Старик, словно не услышал сказанного. Между ними будто бы шла игра в поддавки. А третьим игроком был безмолвный Барма, ни на кого не смотревший и погружённый во что-то своё.

Санька про себя подхихикивал. Ему внутри вдруг стало очень хорошо. Ощутилось состояние завершённости, целостности. Словно ему всё время не хватало третьей вершины треугольника и вдруг она появилась. В сердечной чакре наступило подобие покоя.

Когда он проявился здесь в теле младенца и, тем паче, рядом с медведицей и медвежонком, Санька сначала принял это, как наказание за свою бессмысленно и бесценно прожитую жизнь. Но потом, когда медведица его не сожрала, а выкормила, и он почувствовал, что неимоверно быстро растёт и развивается, Санька понял, что второе его рождение — есть дар, и настолько поверил в высшие силы, что впал в состояние, сходное с нирваной.

У него куда-то исчезли страсти. Да и какие страсти могут обуревать младенца. Он взял под полный контроль и своё новое тело, и свою «новую» очищенную душу. Благо, опыт борьбы с зелёным змием у него был огромный, а бороться с ним без самоконтроля и сильной воли никак нельзя. Правда, никто «зеленого» до сих пор не победил, но выживают только сильнейшие, а Санька умер не от цирроза, а от усталости жить.

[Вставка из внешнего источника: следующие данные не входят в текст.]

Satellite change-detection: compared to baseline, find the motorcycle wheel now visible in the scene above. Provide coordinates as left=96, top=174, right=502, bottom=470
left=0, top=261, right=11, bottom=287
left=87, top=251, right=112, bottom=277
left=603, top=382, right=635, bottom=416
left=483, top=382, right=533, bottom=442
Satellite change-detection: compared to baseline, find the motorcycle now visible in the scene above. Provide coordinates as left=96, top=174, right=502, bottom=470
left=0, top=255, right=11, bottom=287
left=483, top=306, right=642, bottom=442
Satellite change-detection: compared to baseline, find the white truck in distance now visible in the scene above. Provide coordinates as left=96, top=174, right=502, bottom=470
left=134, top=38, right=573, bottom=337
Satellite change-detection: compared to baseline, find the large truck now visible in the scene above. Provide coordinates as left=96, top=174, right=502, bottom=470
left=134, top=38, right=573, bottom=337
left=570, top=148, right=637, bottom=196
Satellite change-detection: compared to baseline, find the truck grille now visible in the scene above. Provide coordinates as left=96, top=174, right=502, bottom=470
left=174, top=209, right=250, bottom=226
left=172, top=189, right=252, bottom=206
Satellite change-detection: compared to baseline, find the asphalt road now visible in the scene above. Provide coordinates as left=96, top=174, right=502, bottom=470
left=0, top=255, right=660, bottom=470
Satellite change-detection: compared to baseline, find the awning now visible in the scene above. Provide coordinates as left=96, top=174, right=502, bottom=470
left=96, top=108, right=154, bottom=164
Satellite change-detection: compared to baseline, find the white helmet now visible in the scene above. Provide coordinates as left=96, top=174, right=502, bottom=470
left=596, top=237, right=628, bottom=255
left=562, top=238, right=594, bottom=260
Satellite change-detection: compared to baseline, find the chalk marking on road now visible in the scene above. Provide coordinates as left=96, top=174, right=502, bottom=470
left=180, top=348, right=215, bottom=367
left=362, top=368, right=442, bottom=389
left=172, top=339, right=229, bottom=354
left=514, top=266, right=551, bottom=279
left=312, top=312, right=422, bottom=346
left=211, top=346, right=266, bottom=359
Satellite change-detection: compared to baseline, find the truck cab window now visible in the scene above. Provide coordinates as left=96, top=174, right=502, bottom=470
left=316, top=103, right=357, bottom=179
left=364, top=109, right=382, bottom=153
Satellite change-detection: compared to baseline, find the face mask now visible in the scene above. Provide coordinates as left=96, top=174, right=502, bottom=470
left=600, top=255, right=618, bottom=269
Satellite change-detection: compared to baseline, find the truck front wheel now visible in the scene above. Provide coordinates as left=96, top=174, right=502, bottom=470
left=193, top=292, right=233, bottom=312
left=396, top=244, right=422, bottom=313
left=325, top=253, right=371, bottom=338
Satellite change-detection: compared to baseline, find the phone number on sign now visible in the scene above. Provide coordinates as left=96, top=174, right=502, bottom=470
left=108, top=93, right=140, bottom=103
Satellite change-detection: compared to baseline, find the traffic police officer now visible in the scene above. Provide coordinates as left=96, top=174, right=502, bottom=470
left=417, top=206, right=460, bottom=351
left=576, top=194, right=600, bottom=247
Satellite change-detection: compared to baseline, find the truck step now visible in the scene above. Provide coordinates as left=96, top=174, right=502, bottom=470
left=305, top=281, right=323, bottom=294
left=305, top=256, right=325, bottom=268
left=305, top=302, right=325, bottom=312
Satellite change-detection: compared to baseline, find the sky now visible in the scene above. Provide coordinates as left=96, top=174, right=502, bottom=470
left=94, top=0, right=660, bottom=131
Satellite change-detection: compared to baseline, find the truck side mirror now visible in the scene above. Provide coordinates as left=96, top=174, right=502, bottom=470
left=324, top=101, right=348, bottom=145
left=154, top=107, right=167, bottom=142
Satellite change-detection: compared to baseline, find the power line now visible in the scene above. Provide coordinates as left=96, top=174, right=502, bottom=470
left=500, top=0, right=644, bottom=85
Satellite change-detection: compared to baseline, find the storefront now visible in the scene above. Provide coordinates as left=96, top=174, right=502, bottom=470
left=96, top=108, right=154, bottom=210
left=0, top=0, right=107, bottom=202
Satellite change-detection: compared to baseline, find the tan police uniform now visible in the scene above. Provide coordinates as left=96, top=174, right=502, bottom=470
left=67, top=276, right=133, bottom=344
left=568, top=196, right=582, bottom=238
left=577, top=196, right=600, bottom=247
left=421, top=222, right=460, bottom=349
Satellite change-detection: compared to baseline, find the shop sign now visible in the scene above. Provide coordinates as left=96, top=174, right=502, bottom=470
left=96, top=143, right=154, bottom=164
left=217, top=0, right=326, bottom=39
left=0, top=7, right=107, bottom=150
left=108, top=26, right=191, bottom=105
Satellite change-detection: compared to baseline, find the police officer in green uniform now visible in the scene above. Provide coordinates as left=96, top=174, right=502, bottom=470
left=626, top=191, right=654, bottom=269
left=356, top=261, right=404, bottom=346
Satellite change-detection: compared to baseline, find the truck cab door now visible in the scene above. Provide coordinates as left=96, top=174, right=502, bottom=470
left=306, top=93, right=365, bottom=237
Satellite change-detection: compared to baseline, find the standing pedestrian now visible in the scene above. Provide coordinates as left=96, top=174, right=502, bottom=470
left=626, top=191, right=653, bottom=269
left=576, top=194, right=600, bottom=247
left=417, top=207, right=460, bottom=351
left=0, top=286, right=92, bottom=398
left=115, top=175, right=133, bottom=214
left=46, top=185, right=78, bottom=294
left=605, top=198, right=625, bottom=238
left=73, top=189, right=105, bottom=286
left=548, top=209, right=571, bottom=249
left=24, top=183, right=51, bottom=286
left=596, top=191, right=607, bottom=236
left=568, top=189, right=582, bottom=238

Старца Санька поместил у себя в светлице, а сам лёг в горнице. Дед от снеди на ночь отказался, сказав, что ему и ситного кваса достаточно, потому Санька, поев вяленного мяса и запив его тем же квасом, привалился спиной на тюфяк и мгновенно уснул, попросив душу далеко не улетать, а господа бога за ней приглядеть.

* * *

— К какому делу пристроить тебя, старче? — Спросил старика утром Александр.

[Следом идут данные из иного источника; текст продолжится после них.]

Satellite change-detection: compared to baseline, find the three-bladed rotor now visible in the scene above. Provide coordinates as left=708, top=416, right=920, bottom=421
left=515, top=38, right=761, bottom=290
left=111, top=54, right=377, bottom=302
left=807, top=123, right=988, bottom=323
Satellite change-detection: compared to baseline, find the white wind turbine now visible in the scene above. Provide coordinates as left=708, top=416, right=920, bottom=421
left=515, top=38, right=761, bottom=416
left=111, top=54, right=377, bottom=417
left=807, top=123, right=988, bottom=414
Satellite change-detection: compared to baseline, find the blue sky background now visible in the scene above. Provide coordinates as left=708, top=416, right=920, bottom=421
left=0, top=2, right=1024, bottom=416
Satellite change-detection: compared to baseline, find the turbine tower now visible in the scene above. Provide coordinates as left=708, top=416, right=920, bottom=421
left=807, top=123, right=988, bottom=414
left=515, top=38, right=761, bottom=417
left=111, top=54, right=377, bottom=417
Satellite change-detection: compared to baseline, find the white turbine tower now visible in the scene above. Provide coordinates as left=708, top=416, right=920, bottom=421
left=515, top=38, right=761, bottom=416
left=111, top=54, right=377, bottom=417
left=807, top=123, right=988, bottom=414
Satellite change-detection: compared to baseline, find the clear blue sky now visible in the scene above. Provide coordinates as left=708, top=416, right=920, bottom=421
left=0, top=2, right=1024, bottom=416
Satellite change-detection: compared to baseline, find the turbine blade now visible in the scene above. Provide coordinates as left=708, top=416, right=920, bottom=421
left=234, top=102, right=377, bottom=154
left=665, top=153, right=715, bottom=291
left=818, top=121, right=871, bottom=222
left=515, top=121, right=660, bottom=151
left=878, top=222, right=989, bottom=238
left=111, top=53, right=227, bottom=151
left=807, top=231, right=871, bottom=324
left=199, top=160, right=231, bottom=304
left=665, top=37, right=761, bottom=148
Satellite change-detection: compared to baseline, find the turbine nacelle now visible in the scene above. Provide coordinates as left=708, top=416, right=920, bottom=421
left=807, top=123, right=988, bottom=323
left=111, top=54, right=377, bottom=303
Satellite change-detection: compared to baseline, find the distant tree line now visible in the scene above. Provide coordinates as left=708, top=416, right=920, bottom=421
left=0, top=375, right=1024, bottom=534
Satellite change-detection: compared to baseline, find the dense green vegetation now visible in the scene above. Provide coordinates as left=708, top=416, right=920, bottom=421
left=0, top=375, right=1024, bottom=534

— Да, какое дело, мил человек? Клей я варю знатный. Знаю секрет карлука… — сказал он тихо. — А больше ничего я не могу. Немощен глазами.

— А, что такое, — карлук? — Тоже шёпотом произнёс Санька.

— Это клей из безчешуйных рыб.

Санька посмотрел на деда удивлённо.

— Так, э-э-э… К ним же и прикасаться нельзя правоверным христианам… Как же ты…?

Дедок вздохнул.

— Так, я и не прикасаюсь руками. Его же из пузыря варят, а пузыри у всех рыб одинаковые. А карлук только для здоровья потребляю. Пращуры наши завещали, что на этой реке жили…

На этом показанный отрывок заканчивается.